El caso es que, puede que inexplicablemente o porque el
alcohol ayude a retener información, Thomas aprobó todas las que tenía que
aprobar ante la sorpresa de sus padres. Sus padres que no daban crédito a
tamaña hazaña, uno por que nos había visto bastante perjudicados de vez en
cuando y otra porque apenas si nos había visto estudiar, decidieron (además de
que yo debía de ser un genio de la docencia) que el acuerdo realizado era
irrelevante y que estaban obligados a pagarme más, especialmente la madre de
Thomas que aunque sospechaba de nuestro libre uso de la cuenta del bar no tenía
plena consciencia de la cantidad a la que podía ascender. Yo me negué en
redondo, asegurándoles que un trato era un trato y que Thomas era mi amigo y no
iba a cobrarles por juntarme con él a charlar, a beber y a estudiar un poco.
Puede que yo sea testarudo pero os aseguro que la madre de
Thomas lo era mas, asi que cada vez que iba a casa de Thomas teníamos un conato
de discusión y antes de salir siempre me veía obligado a vaciar los bolsillos
de mi chaqueta ya que siempre se habían llenado misteriosamente, pero sin
intervención maternal según la susodicha, de billetes.

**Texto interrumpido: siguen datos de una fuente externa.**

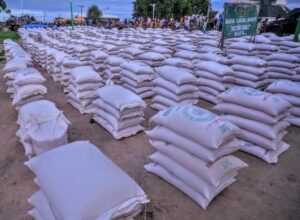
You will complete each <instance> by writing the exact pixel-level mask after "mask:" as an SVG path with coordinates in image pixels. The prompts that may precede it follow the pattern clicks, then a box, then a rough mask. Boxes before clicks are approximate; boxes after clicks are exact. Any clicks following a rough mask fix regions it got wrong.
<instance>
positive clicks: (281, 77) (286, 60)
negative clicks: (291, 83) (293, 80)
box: [265, 53, 300, 82]
mask: <svg viewBox="0 0 300 220" xmlns="http://www.w3.org/2000/svg"><path fill="white" fill-rule="evenodd" d="M265 60H267V61H268V62H269V67H268V69H267V70H268V72H267V74H268V76H269V78H270V79H269V82H274V81H275V80H278V79H290V80H294V81H300V75H298V74H297V71H296V68H297V67H298V66H299V65H300V58H298V57H297V56H294V55H291V54H286V53H274V54H272V55H270V56H268V57H266V58H265Z"/></svg>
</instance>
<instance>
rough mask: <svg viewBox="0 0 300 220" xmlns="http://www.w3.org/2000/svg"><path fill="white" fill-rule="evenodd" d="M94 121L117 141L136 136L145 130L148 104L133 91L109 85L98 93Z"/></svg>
mask: <svg viewBox="0 0 300 220" xmlns="http://www.w3.org/2000/svg"><path fill="white" fill-rule="evenodd" d="M96 96H97V98H96V99H95V101H93V103H92V104H93V105H94V106H95V111H94V116H93V120H94V121H95V122H97V123H98V124H99V125H100V126H102V127H103V128H104V129H105V130H107V131H108V132H109V133H110V134H111V135H112V136H113V137H114V138H115V139H122V138H125V137H129V136H132V135H135V134H136V133H138V132H141V131H143V130H144V129H145V128H144V126H143V123H144V121H145V118H144V110H145V108H146V103H145V102H144V101H143V100H142V99H141V98H140V97H139V96H138V95H136V94H135V93H133V92H132V91H130V90H128V89H126V88H123V87H121V86H119V85H107V86H105V87H102V88H101V89H99V90H98V91H97V92H96Z"/></svg>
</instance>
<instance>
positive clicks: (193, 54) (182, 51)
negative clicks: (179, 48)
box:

Al final tuvimos que llegar a un acuerdo cuya versión
inicial consistía en que “vale, no me
pagarían” pero que me regalarían algo y que en su versión final quedo en “que me regalarían unos cuantos discos que yo
eligiera” y así fue como me hice con el pack de discos de Bowie que estaban
saldando en El Corte Ingles ya que
aunque tenía un precio muy adecuado estaba totalmente fuera de mis
posibilidades y era algo que podía enseñarles.
Todos quedamos satisfechos, yo con mi segundo alumno
aprobado (dos de dos), mi colección de discos de Bowie y mi par de cientos de medios de ron con limón, ellos con el misterioso e incomprensible aprobado de su hijo que les parecía
algo cercano a un milagro.
Si bien la historia de mis discos de Bowie acaba aquí y
podría terminar aquí con todos mis alumnos particulares aprobados supongo que
podría seguir y hablar de mi primer fracaso como profesor particular, que fue
con Jacobo, o incluso hablar de los siguientes y múltiples fracasos que tuve intentando
enseñar matemáticas a Jacobo. Fracasos que al final tuvimos que solventar de
una forma imaginativa y, podríamos decir, radical como fue la de directamente sustituirle
en el examen (algo que no fue tan fácil como puede parecer) pero que fue un
éxito completo. Pero divago, si eso, ya os lo cuento otro día.
PS: aunque es difícil elegir una canción favorita de Bowie,
la mía, casi seguro, seria Ashes to Ashes (por el video) o Rock and Roll Suicide (por eso principio de “Times takes a cigarette, puts it in your mouth…”) o Changes (por el piano y los
semi-corillos) o Absolute Beginners
(por la película y ese “ban-ba-da-ooo… I’ve nothing much to offer…”) o China
Girl (por qué no se puede ser mar hortera y más ochentero, sin ser The Cars) o … muchas por muchas y
variadas (o camaleónicas, que diría un critiquillo musical) razones.